Supporting Coding in Browser

  • I'm on the fence about whether to support interacting with code outside of the native app. Rejecting that capability would have huge consequences: no StackOverflow code, no inline code in blog posts and tutorial writings, etc. The thing I don't like about posting code snippets is that there isn't much incentive to keep them up to date as technology evolves, or even to notify readers that technology has evolved. I guess that's not limited to just code snippets though...
    • StackOverflow and Medium could possibly be substituted by just incentivizing project maintainers (including those of gemel itself) to provide helpful examples and documentation, and building in to the platform channels for asking for help.
      • This certainly fits with the theme of gemel, but this feels like too much.

Communications

WebSockets and JSON are pretty widely implemented.

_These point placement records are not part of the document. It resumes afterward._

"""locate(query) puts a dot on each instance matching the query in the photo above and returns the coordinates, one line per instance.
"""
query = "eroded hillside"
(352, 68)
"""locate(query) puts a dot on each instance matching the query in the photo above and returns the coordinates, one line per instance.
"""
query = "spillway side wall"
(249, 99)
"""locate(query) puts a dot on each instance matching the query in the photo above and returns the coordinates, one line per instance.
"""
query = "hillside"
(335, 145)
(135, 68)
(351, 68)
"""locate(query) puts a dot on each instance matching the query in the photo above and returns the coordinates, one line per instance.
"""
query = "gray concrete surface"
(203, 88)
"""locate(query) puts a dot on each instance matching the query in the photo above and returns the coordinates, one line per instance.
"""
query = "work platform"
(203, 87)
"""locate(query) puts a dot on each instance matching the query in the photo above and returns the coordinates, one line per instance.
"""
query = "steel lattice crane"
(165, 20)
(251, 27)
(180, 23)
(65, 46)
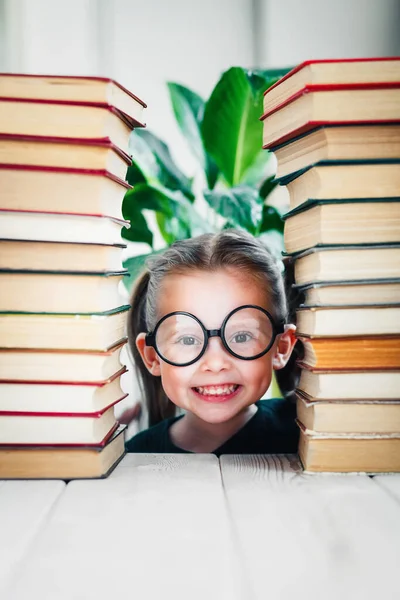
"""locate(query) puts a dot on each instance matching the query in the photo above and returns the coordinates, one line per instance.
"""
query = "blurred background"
(145, 44)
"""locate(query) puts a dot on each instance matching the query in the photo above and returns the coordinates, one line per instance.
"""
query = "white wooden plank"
(311, 536)
(24, 507)
(157, 528)
(390, 483)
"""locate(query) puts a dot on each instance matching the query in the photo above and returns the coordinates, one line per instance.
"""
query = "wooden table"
(193, 527)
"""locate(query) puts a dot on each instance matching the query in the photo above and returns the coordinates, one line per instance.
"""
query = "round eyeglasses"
(247, 332)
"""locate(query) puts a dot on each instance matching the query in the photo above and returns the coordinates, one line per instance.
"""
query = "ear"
(284, 347)
(149, 355)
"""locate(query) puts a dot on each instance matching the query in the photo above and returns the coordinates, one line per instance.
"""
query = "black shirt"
(272, 430)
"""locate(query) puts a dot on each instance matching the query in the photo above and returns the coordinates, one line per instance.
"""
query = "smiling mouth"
(217, 393)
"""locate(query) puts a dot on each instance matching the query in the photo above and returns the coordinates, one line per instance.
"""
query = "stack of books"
(334, 127)
(63, 161)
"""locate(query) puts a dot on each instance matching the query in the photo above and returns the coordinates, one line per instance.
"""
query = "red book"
(63, 153)
(92, 91)
(314, 106)
(54, 398)
(66, 119)
(63, 461)
(355, 71)
(62, 190)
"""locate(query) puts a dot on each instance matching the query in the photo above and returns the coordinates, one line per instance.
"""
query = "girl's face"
(210, 296)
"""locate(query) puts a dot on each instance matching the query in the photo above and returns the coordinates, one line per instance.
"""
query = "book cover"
(40, 139)
(310, 203)
(306, 63)
(308, 89)
(336, 163)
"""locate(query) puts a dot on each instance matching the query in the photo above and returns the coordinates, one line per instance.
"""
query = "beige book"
(349, 417)
(98, 331)
(321, 72)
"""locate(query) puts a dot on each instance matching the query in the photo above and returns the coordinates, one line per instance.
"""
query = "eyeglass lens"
(248, 332)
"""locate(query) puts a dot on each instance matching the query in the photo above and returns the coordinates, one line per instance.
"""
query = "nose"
(215, 358)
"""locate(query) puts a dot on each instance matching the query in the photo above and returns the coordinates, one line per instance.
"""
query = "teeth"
(217, 390)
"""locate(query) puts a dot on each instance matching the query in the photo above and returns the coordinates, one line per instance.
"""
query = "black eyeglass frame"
(277, 328)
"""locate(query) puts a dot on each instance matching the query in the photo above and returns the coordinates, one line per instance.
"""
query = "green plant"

P2P protocol implementations are not really mature especially for relatively newer languages like Rust and Dart. WebRTC is well supported in major browsers.

  • Is P2P communications really necessary? It would be helpful if many people are watching somebody code from different devices (like a massive code streaming session?), but how often does this really happen? And what about implementing permissions such that only some people can send suggestions? I might need a "server" in the group to act as a source of truth. Perhaps it would be best if I just started with WebSockets and look at the possibility of P2P later.

Using CBOR may be less friendly (compared to JSON) if people want to build their own clients to the communications API.

  • https://github.com/hildjj/cbor-wasm
  • CBOR still encodes keys as strings, so some kind of compression (brotli?) will still be useful when transporting large messages with repeated string values... At this point, maybe it's just better to stick to JSON?